Van Riemsdyk Still Recovering
Defenseman Trevor van Riemsdyk underwent surgery on his left shoulder in early May after suffering an injury in the first period of Game 2 in the Second Round of the playoffs. His recovery time was estimated at four to six months, and the Hurricanes don't expect van Riemsdyk to take contact at the outset of camp.
"I don't expect him to be ready for the start of the season," Waddell said. "It just depends on how things go for him. There's no reason to rush him back in game one or game two. It's a long season. If we're going to go deep, we're going to need him. We'll be very patient."

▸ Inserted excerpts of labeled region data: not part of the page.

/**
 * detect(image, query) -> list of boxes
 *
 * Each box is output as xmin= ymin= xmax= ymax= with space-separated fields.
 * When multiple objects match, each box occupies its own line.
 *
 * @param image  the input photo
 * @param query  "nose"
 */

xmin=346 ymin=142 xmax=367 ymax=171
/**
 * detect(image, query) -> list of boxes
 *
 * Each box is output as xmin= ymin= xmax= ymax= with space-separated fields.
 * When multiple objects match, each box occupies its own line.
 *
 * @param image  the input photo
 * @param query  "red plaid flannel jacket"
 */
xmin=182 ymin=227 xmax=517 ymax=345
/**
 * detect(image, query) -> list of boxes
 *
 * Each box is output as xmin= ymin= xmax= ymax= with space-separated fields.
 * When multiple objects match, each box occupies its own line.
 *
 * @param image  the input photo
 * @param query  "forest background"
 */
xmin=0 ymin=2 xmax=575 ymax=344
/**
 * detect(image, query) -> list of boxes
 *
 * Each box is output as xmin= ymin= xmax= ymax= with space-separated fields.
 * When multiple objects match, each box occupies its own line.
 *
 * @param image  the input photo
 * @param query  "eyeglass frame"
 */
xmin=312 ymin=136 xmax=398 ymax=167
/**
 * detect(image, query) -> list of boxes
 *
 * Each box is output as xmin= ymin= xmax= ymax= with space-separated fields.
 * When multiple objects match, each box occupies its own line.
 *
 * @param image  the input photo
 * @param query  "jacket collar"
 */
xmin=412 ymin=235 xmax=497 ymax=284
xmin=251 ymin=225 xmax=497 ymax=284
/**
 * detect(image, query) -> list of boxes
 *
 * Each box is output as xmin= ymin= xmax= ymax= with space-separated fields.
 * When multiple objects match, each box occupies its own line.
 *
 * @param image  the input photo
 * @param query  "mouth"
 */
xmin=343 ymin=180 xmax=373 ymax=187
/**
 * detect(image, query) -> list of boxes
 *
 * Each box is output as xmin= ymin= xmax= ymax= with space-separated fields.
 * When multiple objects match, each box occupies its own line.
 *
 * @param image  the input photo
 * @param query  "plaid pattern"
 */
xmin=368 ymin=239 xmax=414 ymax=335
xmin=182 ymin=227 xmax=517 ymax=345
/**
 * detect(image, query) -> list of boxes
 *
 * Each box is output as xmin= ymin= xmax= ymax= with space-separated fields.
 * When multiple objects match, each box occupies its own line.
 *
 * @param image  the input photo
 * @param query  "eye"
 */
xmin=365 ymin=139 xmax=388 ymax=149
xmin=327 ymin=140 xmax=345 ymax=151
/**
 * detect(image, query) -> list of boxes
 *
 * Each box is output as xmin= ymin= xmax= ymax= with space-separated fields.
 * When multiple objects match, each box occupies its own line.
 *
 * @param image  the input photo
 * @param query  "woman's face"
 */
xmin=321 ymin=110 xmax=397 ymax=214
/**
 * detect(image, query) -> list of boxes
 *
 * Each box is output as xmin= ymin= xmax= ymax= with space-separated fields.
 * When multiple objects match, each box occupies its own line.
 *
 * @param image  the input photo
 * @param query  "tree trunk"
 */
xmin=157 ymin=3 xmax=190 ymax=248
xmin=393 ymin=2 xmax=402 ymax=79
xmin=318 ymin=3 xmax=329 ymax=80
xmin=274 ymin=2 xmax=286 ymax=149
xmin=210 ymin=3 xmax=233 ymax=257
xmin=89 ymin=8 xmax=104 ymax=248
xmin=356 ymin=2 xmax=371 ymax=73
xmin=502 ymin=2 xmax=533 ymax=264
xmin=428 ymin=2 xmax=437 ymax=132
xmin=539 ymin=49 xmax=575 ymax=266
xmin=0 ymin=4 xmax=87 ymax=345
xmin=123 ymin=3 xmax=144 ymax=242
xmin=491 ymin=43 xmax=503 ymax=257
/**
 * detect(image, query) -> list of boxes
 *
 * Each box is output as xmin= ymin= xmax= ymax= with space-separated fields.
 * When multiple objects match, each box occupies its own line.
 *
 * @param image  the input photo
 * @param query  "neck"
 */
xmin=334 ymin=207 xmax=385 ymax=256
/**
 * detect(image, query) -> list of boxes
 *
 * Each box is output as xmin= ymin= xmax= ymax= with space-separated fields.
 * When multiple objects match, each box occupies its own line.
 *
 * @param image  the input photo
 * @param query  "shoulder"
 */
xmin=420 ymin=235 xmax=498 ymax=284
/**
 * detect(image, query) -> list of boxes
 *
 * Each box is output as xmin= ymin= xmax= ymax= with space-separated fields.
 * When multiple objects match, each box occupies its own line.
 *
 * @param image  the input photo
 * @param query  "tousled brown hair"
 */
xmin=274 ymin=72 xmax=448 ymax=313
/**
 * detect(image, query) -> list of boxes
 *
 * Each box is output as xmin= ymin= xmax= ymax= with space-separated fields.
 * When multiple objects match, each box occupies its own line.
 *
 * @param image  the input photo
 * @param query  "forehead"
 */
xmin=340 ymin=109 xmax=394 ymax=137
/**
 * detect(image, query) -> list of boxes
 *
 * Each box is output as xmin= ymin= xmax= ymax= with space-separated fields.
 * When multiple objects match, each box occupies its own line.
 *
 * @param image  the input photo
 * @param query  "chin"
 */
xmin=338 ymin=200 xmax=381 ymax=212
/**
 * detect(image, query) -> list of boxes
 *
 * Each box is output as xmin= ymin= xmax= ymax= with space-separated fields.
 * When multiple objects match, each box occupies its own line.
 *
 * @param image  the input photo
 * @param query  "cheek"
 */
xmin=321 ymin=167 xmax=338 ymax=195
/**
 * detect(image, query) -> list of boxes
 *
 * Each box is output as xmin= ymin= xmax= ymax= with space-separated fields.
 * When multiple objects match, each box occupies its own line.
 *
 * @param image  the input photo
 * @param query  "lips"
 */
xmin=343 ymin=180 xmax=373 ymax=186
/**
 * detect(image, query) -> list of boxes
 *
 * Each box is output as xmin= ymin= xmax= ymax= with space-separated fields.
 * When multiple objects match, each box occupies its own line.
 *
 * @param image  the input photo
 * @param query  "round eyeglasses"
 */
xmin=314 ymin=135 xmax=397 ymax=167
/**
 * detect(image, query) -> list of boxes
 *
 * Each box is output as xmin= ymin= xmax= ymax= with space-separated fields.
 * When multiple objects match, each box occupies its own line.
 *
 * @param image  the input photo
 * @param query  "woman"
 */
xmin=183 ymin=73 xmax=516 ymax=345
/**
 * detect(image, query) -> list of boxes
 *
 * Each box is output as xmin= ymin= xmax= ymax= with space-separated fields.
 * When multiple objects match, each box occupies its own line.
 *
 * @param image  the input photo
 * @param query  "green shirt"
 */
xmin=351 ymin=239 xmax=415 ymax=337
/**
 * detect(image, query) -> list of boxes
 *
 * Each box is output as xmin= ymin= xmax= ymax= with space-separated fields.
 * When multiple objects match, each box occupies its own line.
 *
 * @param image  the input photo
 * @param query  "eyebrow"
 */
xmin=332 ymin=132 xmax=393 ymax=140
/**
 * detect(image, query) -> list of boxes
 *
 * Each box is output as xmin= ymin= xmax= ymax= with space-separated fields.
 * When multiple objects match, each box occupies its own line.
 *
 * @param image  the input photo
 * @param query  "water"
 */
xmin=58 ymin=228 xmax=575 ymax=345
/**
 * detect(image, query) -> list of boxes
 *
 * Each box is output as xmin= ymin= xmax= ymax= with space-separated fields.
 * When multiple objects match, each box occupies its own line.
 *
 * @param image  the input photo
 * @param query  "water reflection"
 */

For the first time in quite some time, the Hurricanes enter training camp with expectations. After a run to the Eastern Conference Final, the questions no longer are about ending a painful, exasperating playoff drought but rather about how the team can build off the wave of momentum from a season ago.
"Teams are going to look at you a little differently, maybe respect you a little more and know they have to give their best," Jordan Staal said at Media Day. "That just means we have to keep raising the bar and keep pushing each other to raise our own expectations."
Time for the first whistle of camp. Let's go.